ACU-4429 (Acucela) is an oral drug that slows the visual cycle and as a result decreases the accumulation of toxins. The drug is orally bioavailable and selective for rods. The drug has shown efficacy in a number of disease models, for example, genetic disease models, aged animal models, a light damage model, and a retinopathy of prematurity model, explained Dr. Singerman, clinical professor of ophthalmology, Case Western Reserve University School of Medicine, Cleveland, and voluntary professor of clinical ophthalmology, Bascom Palmer Eye Institute, University of Miami Miller School of Medicine.

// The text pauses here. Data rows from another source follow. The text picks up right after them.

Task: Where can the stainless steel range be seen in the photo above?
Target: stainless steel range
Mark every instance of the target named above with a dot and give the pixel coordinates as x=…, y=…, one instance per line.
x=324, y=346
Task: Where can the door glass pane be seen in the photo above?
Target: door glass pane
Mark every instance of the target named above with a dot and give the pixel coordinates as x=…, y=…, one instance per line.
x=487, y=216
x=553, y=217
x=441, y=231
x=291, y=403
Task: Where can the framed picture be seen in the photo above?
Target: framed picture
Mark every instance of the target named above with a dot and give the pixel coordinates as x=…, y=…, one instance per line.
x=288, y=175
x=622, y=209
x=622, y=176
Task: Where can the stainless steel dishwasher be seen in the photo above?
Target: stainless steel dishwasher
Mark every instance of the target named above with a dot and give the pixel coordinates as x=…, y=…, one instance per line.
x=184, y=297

"The drug specifically inhibits an isomerase that is specific to the visual cycle needed to convert transretinol to 11-cis-retinal in the RPE, slowing the visual cycle in rod receptors and decreasing accumulation of A2E," he said. A2E is one of the most toxic byproducts of vitamin A metabolism in patients with AMD.
ACU-4429 has only one site of action, namely, in the RPE. Enzymes are present there that contribute to the visual cycle. However, in AMD, the enzymes lead to toxic byproducts, which are theoretically reduced by ACU-4429, Dr. Singerman said.
A phase II, randomized, double-masked, placebo-controlled trial (ENVISION Clarity Trial) of ACU-4429 to treat dry AMD began in January 2010 to study the efficacy and safety of three escalating doses and up to two additional dose levels. Patients receive either the oral drug or placebo for 3 months, he said.